RFC-009: Ingestion Source State
Start Date: 2023-04-28
Compatibility: Backwards-compatible, forwards-incompatible
Summary
Introduces a sourceState
field into AddData
event to store the state of the generic data source from which the data is being added, allowing for incremental ingestion.
Motivation
ODF implementations often need to store the state of the data source from which data is ingested to avoid expensive recomputations.
For example when using SetPollingSource
source state can be in the form of:
- ETag of Last-Modified header for HTTP sources
- filename of the last file matched by glob pattern
- or a height of the block of indexed blockchain.
Currently, we don’t have anywhere to store such data.
Guide-level explanation
When ingesting data, an ODF implementation will be able to attach opaque state data to the AddData
event in order to resume ingestion most efficiently on the next iteration. The source state data will allow differentiating the kind of state that is preserved (similarly to MIME type) and will specify the identity of the source.

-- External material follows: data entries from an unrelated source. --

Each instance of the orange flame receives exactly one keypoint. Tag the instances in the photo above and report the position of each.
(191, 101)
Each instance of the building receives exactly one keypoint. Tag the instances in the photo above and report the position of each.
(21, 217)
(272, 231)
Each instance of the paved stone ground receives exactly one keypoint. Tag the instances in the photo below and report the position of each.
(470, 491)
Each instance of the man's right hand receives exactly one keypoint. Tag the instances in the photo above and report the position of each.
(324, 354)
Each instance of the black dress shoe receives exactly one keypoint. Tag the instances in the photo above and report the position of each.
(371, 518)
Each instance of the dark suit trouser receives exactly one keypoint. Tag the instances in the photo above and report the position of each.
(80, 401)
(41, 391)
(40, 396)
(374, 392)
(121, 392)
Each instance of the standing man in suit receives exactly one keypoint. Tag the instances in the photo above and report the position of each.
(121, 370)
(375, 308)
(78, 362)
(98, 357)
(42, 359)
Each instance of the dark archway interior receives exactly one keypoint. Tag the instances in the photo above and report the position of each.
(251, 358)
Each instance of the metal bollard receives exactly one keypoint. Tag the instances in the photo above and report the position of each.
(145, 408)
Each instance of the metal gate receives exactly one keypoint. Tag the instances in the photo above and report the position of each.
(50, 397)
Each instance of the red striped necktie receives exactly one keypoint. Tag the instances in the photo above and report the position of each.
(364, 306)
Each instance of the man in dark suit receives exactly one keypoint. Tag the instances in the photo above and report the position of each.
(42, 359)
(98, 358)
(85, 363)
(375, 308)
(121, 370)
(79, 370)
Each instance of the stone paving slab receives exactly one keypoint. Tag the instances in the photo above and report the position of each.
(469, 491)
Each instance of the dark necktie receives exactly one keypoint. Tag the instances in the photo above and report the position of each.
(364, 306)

Reference-level explanation
New SourceState
metadata fragment will be introduced.
The schema of AddData
metadata event will:
- be extended with an optional
sourceState
field - have
outputData
field made optional (as it’s possible for ingest to produce no new data but update source state, watermark, or checkpoint)
Two predefined source state kinds will be added:
odf/etag
- for state identifiers similar toETag
HTTP headerodf/last-modified
- for RFC3338 timestamps with meaning similar toLast-Modified
HTTP header
One predefined source ID will be added:
odf/polling
- referring to the source specified in theSetPollingSource
metadata event
Both fields will be plain strings and not enums allowing different implementations to define their own extensions.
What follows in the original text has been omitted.